Ssangyong heisst "Zwillingsdrache" und ist Südkoreas kleinster Autohersteller. Die Firma begann in den 1950 Jahren mit der Montage von US-Jeeps. Seitdem ist sie auf Geländewagen (SUVs) spezialisiert. Doch deren Nachfrage ist angesichts des Trends hoher Ölpreise gesunken. Ssangyong Motor gehörte zwischenzeitlich zum Daewoo-Konzern und wurde Ende 2004 zu 51 Prozent vom chinesischen Autobauer Shanghai Automotive Industrie Corporation (SAIC) gekauft. Im Januar 2009 beantragte Ssangyong Insolvenz und genießt seitdem Gläubigerschutz. Bis September muss ein Sanierungsplan vorgelegt werden.Ssangyongs Umsatz ging in der ersten Hälfte 2009 um 73,9 Prozent gegenüber dem Vorjahreszeitraum zurück.

Hintergrund der Besetzung ist die Absicht der Firmenleitung, 2.646 Arbeiter - 36 Prozent der Gesamtbelegschaft - zu entlassen. Nach Firmenangaben haben bisher 1.670 ihrer Entlassung zugestimmt. Der Rest wehrt sich. Seit Besetzungsbeginn am 21. Mai steht die Produktion. 8.000 Fahrzeuge wurden nicht produziert, Verluste in Höhe von umgerechnet 134,2 Millionen US-Dollar angehäuft.

Betriebsbesetzungen kommen in Südkorea relativ selten vor. Ein Gericht erklärte zu Monatsbeginn diese Besetzung für illegal. Darauf rückte am Montag die Polizei an. Sie belagert die Fabrik nun mit rund 3.000 Mann. Das Management drehte den Besetzern Wasser und Elektrizität ab. Auch werden keine Lebensmittel mehr durchgelassen.

Als die Polizei vorrückte, beging die Ehefrau eines verantwortlichen Gewerkschaftsführers aus Verzeiflung Selbstmord.

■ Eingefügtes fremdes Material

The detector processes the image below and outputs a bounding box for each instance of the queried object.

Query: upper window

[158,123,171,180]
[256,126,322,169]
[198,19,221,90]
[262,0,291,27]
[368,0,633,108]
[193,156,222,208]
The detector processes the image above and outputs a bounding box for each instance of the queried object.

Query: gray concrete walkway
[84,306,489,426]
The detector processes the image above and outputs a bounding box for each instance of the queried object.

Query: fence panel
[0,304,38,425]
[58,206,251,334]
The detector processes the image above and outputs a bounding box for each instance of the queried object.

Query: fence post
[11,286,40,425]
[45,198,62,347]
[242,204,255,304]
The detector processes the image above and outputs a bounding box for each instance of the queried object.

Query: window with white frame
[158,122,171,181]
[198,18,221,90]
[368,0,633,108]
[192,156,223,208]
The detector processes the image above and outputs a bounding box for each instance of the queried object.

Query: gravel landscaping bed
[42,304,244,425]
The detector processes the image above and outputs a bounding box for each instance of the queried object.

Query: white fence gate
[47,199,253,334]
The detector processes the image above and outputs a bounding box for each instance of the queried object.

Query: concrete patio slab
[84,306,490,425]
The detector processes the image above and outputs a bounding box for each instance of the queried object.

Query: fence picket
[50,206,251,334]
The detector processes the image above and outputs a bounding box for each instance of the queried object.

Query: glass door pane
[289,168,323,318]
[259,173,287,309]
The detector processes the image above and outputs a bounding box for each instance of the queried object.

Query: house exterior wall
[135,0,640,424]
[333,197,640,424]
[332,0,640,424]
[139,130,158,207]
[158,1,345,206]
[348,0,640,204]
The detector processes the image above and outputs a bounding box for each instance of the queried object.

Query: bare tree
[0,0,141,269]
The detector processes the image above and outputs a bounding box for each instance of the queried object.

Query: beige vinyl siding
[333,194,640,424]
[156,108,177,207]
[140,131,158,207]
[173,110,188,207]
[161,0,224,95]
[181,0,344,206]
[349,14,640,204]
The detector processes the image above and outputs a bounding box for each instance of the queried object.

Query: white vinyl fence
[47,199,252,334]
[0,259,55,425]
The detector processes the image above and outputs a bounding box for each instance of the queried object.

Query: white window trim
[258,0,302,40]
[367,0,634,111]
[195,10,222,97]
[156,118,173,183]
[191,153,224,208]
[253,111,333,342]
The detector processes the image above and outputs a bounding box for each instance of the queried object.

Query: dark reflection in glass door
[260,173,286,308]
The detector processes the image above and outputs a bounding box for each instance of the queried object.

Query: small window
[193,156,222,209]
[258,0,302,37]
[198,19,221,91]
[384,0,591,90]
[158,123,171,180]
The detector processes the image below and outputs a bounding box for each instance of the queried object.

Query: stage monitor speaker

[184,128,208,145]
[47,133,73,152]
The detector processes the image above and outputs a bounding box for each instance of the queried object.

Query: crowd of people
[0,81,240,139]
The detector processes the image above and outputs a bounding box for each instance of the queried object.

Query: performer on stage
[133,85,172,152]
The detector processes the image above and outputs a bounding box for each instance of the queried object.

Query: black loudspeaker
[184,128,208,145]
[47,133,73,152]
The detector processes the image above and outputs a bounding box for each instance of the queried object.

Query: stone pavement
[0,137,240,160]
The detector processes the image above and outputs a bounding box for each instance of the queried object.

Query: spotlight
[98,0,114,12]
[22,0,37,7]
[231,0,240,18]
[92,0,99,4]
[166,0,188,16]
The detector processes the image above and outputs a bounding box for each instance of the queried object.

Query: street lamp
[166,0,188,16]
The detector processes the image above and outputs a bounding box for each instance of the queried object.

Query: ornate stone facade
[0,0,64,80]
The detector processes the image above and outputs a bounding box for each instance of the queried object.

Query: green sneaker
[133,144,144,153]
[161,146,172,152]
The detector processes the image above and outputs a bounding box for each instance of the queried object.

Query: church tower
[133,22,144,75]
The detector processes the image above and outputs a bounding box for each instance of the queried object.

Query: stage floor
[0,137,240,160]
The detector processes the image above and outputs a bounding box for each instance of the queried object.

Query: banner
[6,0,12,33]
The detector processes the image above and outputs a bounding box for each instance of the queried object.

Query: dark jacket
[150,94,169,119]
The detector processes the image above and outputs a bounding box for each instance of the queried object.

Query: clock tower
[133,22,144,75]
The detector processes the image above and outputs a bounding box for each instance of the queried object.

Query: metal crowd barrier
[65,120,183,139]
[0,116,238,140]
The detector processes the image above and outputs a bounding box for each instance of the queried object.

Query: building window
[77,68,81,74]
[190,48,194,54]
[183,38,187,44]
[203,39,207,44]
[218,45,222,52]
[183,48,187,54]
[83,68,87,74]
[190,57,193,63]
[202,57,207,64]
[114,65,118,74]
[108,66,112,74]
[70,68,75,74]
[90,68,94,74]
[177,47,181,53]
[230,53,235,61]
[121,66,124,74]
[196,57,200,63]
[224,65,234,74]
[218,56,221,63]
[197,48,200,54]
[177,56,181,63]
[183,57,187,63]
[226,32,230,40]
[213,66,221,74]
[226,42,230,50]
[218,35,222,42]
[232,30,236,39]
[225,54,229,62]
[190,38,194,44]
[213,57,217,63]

Die Gewerkschaft nennt Entlassungen ohnehin Mord. Nach Gewerkschaftsangaben haben Manager Angehörige von Besetzern aufgesucht und ihnen Entschädigungsforderungen angedroht.

Das Management bot den Besetzern zuletzt an, sie bevozugt wieder einzustellen, sollte es in den nächsten Jahren Bedarf geben. Die Besetzer fordern aber ein Eingreifen der Regierung, mit der sie direkt verhandeln wollen. Sie fordern staatlliche Kredite. Management und Regierung verlangen von der Gewerkschaft einen Streikverzicht ähnlich wie beim inzwischen wieder aus der Insolvenz entlassenen US-Konzern General Motors.